Text Extraction
Extract text from PDFs with position information and search capabilities.
Text Extraction
This guide covers extracting text from PDF pages, including position information and search.
Simple Extraction
Get all text from a page as a single string:
const page = await pdf.getPage(0);
const { text } = await page.extractText();
console.log(text);The text is extracted in reading order (top-to-bottom, left-to-right for LTR languages).
Extract All Pages
const allText: string[] = [];
for (const page of await pdf.getPages()) {
const { text } = await page.extractText();
allText.push(text);
}
const fullDocument = allText.join("\n\n");Text with Positions
Get detailed information about each text span:
const { lines } = await page.extractText();
for (const line of lines) {
for (const span of line.spans) {
console.log({
text: span.text,
x: span.bbox.x, // Left edge in points
y: span.bbox.y, // Bottom edge in points
width: span.bbox.width, // Bounding box width
height: span.bbox.height, // Bounding box height
fontSize: span.fontSize,
});
}
}Coordinate System
PDF coordinates start from the bottom-left corner:
xincreases going rightyincreases going up
To convert to top-left origin (like screen coordinates):
const pageHeight = page.height;
for (const line of lines) {
const screenY = pageHeight - line.bbox.y - line.bbox.height;
console.log(`"${line.text}" at screen position (${line.bbox.x}, ${screenY})`);
}Search Text
Find text matching a pattern:
String Search
const results = await page.findText("invoice");
for (const match of results) {
console.log(`Found at:`, match.bbox);
}Regex Search
// Find invoice numbers
const invoices = await page.findText(/INV-\d{6}/g);
// Find email addresses
const emails = await page.findText(/[\w.-]+@[\w.-]+\.\w+/g);
// Case-insensitive
const terms = await page.findText(/important/gi);Search Results
Each result includes:
interface TextMatch {
text: string; // The matched text
bbox: {
x: number; // Left edge
y: number; // Bottom edge
width: number;
height: number;
};
pageIndex: number; // Page where found
charBoxes: BoundingBox[]; // Individual character positions
}Search Entire Document
async function searchDocument(pdf: PDF, pattern: string | RegExp) {
const results: TextMatch[] = [];
for (const page of await pdf.getPages()) {
const pageResults = await page.findText(pattern);
results.push(...pageResults);
}
return results;
}
const allMatches = await searchDocument(pdf, /confidential/gi);
console.log(`Found ${allMatches.length} matches`);Extract by Region
Extract text from a specific area of the page:
const { lines } = await page.extractText();
// Define region (in points from bottom-left)
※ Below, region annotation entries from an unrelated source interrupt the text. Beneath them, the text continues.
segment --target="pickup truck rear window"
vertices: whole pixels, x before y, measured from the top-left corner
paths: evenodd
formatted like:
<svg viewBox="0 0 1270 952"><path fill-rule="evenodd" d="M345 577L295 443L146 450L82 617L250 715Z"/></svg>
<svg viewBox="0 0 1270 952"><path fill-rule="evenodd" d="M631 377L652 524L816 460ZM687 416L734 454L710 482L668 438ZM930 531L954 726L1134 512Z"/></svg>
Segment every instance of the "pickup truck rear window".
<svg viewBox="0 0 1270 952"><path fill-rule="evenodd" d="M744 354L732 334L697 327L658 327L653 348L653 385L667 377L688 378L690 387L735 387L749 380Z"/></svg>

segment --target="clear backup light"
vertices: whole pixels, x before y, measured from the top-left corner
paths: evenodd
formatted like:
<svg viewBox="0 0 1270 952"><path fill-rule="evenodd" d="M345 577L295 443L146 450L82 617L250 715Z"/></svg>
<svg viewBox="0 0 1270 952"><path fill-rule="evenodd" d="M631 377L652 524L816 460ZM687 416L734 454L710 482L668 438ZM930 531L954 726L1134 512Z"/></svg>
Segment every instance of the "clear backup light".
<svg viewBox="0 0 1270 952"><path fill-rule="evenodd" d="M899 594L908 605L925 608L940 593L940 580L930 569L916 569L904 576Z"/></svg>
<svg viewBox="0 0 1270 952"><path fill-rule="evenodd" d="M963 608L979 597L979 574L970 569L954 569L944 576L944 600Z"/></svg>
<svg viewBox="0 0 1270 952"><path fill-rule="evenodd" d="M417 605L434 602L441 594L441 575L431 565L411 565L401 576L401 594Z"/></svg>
const region = { x: 50, y: 700, width: 200, height: 50 };
const inRegion = lines.filter(line =>
line.bbox.x >= region.x &&
line.bbox.x + line.bbox.width <= region.x + region.width &&
line.bbox.y >= region.y &&
line.bbox.y + line.bbox.height <= region.y + region.height
);
const regionText = inRegion.map(line => line.text).join(" ");Working with Lines
Text is automatically grouped into lines. Each line contains spans with the same baseline:
const { lines } = await page.extractText();
// Lines are already sorted top-to-bottom
for (const line of lines) {
console.log(`Line at y=${line.baseline}: "${line.text}"`);
// Access individual spans within the line
for (const span of line.spans) {
console.log(` Span: "${span.text}" (font: ${span.fontName}, size: ${span.fontSize})`);
}
}Handle Encoding Issues
Most modern PDFs include ToUnicode maps for proper text extraction. For older PDFs:
const { text } = await page.extractText();
// Check for extraction issues
if (text.includes("\uFFFD") || text.length === 0) {
console.warn("Text extraction may be incomplete");
console.warn("PDF may use non-embedded fonts or missing ToUnicode maps");
}Known Limitations
| Issue | Cause | Workaround |
|---|---|---|
| Garbled text | Missing ToUnicode map | None - PDF must include mapping |
| Empty extraction | Text is actually images | Use OCR (external tool) |
| Wrong order | Complex layouts | Use position data to reorder |
| Missing CJK text | Predefined CMap | Only Identity-H/V supported |
Performance Tips
For large documents:
// Process pages one at a time to limit memory
for (let i = 0; i < pdf.getPageCount(); i++) {
const page = await pdf.getPage(i);
const { text } = await page.extractText();
// Process text immediately
await processPageText(i, text);
// Text data can now be garbage collected
}